From dating profiles to Brexit - how to spot an online lie

There are three things you can be sure of in life: death, taxes - and lying. The latter certainly appears to have been borne out by the United Kingdom's recent Brexit referendum, with a number of the Leave campaign's pledges looking more like porkie pies than solid truths.

But from Internet advertising, visa applications and academic articles to political blogs, insurance claims and dating profiles, there are countless places we can tell digital lies. So how can one go about spotting these online fibs?

Well, Mr Stephan Ludwig from the University of Westminster, Mr Ko de Ruyter from City University London's Cass Business School, Mr Mike Friedman of the Catholic University of Louvain and yours truly have developed a digital lie detector - and it can uncover a whole host of Internet untruths.

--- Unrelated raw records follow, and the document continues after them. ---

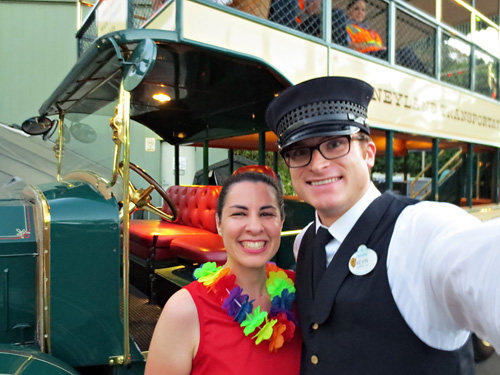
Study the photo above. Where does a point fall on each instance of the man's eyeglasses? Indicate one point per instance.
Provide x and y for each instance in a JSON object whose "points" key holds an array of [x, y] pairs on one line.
{"points": [[332, 148]]}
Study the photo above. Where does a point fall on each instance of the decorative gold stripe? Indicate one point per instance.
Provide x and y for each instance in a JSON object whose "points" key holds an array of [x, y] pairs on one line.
{"points": [[42, 231]]}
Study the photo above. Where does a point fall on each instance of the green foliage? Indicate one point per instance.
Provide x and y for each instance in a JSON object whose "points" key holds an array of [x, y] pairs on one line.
{"points": [[283, 170]]}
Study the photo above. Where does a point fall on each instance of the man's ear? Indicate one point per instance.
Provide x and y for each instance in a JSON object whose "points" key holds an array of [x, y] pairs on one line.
{"points": [[370, 152]]}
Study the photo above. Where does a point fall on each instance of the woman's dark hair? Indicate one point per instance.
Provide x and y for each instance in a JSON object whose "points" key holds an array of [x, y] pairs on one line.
{"points": [[251, 177]]}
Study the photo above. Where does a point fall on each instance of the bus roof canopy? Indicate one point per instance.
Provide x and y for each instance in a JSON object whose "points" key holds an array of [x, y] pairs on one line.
{"points": [[191, 92]]}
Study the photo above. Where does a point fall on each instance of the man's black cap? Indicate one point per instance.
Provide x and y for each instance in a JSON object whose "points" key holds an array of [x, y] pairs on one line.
{"points": [[320, 107]]}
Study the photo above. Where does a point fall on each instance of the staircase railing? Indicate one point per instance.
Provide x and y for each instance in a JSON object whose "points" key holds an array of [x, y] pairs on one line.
{"points": [[452, 165]]}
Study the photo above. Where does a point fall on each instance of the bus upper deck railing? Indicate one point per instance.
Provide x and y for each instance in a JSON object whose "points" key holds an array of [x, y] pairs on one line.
{"points": [[414, 40]]}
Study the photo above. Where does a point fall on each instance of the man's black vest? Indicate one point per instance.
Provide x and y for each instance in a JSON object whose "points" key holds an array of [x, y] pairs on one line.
{"points": [[351, 324]]}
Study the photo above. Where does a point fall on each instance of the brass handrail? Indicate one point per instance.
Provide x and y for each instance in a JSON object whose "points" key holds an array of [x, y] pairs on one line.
{"points": [[419, 175], [453, 169]]}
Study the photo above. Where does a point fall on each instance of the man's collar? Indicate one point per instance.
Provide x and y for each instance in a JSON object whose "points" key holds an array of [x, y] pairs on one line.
{"points": [[341, 228]]}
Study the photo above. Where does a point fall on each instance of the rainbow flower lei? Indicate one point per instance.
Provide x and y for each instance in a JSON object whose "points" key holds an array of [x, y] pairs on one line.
{"points": [[278, 326]]}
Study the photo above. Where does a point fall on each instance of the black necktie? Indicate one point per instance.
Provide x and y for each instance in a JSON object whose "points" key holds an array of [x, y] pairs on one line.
{"points": [[319, 254]]}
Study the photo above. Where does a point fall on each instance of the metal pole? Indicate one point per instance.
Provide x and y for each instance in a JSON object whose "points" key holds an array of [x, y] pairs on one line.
{"points": [[125, 103], [496, 175], [469, 174], [389, 159], [205, 162], [435, 169], [230, 161], [177, 165], [262, 148]]}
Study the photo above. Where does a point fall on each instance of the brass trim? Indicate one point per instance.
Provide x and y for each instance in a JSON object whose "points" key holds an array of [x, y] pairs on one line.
{"points": [[42, 222], [124, 103]]}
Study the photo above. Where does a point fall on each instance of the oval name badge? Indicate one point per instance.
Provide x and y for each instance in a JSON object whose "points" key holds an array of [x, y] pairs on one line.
{"points": [[363, 261]]}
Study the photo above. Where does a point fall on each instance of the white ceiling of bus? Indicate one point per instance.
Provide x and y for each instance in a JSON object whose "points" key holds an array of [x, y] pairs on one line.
{"points": [[454, 14]]}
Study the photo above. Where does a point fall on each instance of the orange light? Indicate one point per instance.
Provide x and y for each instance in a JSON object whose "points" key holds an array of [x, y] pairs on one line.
{"points": [[162, 98]]}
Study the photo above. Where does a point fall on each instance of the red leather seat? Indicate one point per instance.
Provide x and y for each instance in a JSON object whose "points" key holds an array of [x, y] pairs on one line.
{"points": [[197, 206]]}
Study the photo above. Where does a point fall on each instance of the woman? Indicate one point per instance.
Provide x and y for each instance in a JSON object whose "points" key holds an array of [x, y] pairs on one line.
{"points": [[361, 38], [237, 318], [365, 40]]}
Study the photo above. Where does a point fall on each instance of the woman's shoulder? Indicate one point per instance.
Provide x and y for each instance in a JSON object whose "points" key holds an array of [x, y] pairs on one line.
{"points": [[180, 307]]}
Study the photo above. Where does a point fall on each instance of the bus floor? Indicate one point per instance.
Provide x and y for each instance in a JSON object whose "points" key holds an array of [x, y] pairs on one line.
{"points": [[143, 317]]}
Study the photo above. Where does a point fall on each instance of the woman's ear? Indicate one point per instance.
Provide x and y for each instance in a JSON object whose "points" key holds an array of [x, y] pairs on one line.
{"points": [[217, 223]]}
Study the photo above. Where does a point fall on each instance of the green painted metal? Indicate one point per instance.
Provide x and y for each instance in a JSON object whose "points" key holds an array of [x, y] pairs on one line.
{"points": [[86, 327], [435, 170], [18, 255], [30, 361], [389, 159]]}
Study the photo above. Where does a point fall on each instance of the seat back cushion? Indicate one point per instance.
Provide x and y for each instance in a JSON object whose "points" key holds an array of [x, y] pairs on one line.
{"points": [[196, 204]]}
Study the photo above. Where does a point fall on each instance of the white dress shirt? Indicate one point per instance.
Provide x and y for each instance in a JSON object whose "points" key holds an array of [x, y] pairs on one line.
{"points": [[443, 267]]}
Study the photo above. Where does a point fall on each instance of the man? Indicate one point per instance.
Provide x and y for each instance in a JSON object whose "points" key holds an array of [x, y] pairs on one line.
{"points": [[404, 282]]}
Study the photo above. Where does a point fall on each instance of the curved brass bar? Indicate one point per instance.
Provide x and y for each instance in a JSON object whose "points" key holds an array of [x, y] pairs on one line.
{"points": [[59, 145], [42, 231], [123, 109]]}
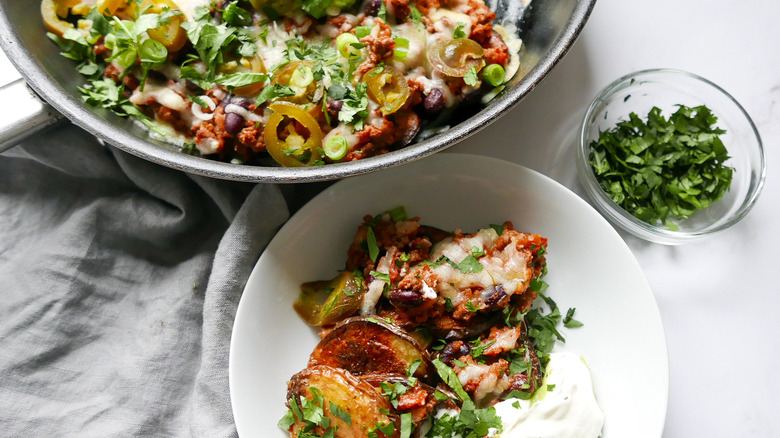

In our new research, we used linguistic cues to compare tens of thousands of e-mail pre-identified as lies with those known to be truthful. And from this comparison, we developed a text analytic algorithm that can detect deception. It works on three levels.


Keyword searches can be a reasonable approach when dealing with large amounts of digital data. So, we first uncovered differences in word usage between the two document sets. These differences identify text that is likely to contain a lie. We found that individuals who lie generally use fewer personal pronouns such as I, you and he/she, and more adjectives such as brilliant, fearless and sublime. They also use fewer first-person singular pronouns such as I, me and mine, with discrepancy words such as could, should and would, as well as more second-person pronouns (you, your) with achievement words (earn, hero, win).

Fewer personal pronouns indicate an author's attempt to dissociate himself from his words, while using more adjectives is an attempt to distract from the lie through a flurry of superfluous descriptions.

Fewer first-person singular pronouns combined with discrepancy words indicate a lack of subtlety and a positive self-image, while more second-person pronouns combined with achievement words indicate an attempt to flatter recipients. We therefore included these combinations of search terms in our algorithm.


Another part of the solution lay in analysing the variance of cognitive process words, such as cause, because, know and ought - and we identified a relationship between structure words and lies.

Liars cannot generate deceptive e-mail from actual memory, so they avoid spontaneity to evade detection. That does not mean that liars use more cognitive process words overall than people who are telling the truth, but they do include these words more consistently. For example, they tend to connect every sentence to the next - "we know this happened because of this, because this ought to be the case". Our algorithm detects such usage of process words in communications.


We also studied the ways in which a sender of an e-mail message alters his linguistic style while exchanging a number of e-mail messages with someone else. This part of the study revealed that as the exchange went on, the more the sender tended to use the function words that the receiver was using.

Function words are words that contribute to the syntax, or structure, rather than the meaning of a sentence - for example an, am and to. And senders revised the linguistic style of their messages to match that of the receiver. As a consequence, our algorithm identifies and collects such matching.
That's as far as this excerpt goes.